Nov 25, 2010 at 9:00 AM

Hmm, here's one: Last time I used Lucene, the suggested pattern for creating an IndexReader was to create an IndexWriter and fetch a reader from that. Personally, that is counterintuitive and perhaps a sign of too-strong coupling. I don't know the history behind the pattern (presumably for caching, allowing readers and writers to play nice during updates, etc.), so maybe it really is the best approach. But if possible, I think one should be able to instantiate a reader directly without concern for warm-up or synchronization with the writer(s).


using (var reader = new DefaultReader(blah)) {



Nov 29, 2010 at 11:39 AM

Definitely use IDisposable so that using statements can be used and resources disposed of in a nice way. 

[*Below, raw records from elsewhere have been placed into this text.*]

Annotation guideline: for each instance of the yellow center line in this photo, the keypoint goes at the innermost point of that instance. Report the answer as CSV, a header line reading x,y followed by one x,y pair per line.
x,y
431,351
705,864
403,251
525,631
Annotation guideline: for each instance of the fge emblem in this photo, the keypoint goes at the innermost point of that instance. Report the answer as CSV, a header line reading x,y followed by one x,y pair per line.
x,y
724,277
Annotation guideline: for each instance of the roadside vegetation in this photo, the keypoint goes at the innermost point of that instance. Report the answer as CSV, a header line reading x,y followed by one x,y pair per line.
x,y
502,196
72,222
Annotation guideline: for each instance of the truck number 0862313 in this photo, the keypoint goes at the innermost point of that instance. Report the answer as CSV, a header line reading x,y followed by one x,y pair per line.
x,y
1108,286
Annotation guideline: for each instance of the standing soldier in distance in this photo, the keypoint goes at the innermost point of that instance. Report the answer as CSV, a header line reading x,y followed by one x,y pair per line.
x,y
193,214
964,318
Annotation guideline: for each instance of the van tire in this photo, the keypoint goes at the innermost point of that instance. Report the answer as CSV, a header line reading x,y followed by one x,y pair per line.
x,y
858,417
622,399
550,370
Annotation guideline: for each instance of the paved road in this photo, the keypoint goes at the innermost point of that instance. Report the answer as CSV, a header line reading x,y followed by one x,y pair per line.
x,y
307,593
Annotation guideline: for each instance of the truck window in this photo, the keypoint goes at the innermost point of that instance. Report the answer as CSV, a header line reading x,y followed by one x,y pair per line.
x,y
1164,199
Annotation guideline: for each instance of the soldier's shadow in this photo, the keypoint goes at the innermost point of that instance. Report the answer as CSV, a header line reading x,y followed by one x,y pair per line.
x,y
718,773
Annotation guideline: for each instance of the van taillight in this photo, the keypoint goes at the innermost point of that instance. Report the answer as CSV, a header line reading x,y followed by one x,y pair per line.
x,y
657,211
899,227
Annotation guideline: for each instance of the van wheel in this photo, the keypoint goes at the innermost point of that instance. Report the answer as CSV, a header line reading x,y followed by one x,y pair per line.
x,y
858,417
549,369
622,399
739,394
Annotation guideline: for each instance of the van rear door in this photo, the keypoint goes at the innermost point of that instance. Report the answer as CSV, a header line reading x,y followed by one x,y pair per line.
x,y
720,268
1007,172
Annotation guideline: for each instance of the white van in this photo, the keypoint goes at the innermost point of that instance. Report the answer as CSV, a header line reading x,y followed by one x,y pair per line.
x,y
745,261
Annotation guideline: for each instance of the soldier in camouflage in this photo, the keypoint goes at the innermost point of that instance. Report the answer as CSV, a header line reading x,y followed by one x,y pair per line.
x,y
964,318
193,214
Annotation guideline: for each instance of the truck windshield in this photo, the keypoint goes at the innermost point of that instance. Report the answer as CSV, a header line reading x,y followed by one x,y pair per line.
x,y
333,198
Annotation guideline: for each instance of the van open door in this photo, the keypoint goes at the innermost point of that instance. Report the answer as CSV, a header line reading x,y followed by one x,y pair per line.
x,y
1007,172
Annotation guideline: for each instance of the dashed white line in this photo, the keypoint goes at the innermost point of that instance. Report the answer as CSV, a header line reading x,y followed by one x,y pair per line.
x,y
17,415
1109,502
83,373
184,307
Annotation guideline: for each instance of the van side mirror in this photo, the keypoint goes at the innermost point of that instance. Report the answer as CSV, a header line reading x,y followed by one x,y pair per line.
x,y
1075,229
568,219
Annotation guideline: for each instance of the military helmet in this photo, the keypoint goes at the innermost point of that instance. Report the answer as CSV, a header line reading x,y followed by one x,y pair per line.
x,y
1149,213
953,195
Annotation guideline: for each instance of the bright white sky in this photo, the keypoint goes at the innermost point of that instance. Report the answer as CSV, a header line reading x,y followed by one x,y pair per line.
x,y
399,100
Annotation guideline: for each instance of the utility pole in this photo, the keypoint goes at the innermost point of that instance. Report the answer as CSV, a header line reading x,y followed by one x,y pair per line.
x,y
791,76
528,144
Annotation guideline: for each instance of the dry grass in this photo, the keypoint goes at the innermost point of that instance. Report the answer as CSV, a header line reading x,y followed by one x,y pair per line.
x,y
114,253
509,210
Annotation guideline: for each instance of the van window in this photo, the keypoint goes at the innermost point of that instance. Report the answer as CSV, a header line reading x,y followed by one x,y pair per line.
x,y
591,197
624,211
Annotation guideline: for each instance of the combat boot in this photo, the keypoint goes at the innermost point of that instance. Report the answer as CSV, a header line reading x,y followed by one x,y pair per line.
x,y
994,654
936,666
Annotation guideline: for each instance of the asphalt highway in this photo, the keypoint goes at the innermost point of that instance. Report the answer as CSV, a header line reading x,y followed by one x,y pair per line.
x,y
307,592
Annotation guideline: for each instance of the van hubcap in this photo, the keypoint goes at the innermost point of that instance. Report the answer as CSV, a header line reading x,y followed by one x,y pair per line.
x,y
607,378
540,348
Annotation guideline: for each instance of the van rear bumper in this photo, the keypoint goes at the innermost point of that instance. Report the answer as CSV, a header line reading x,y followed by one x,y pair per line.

IQueryable<T> should probably set on top of  a core api that its more of a net version of the lucene api (but uses .net like conventions) which would help people that have existing apps built on lucene to migrate.

IObserable could also be used for tracking or modifying data before indexing, so +1 for investigating.  

Use of attributes would also be nice. 

Another thing to look at would be what Solr does on top of lucene.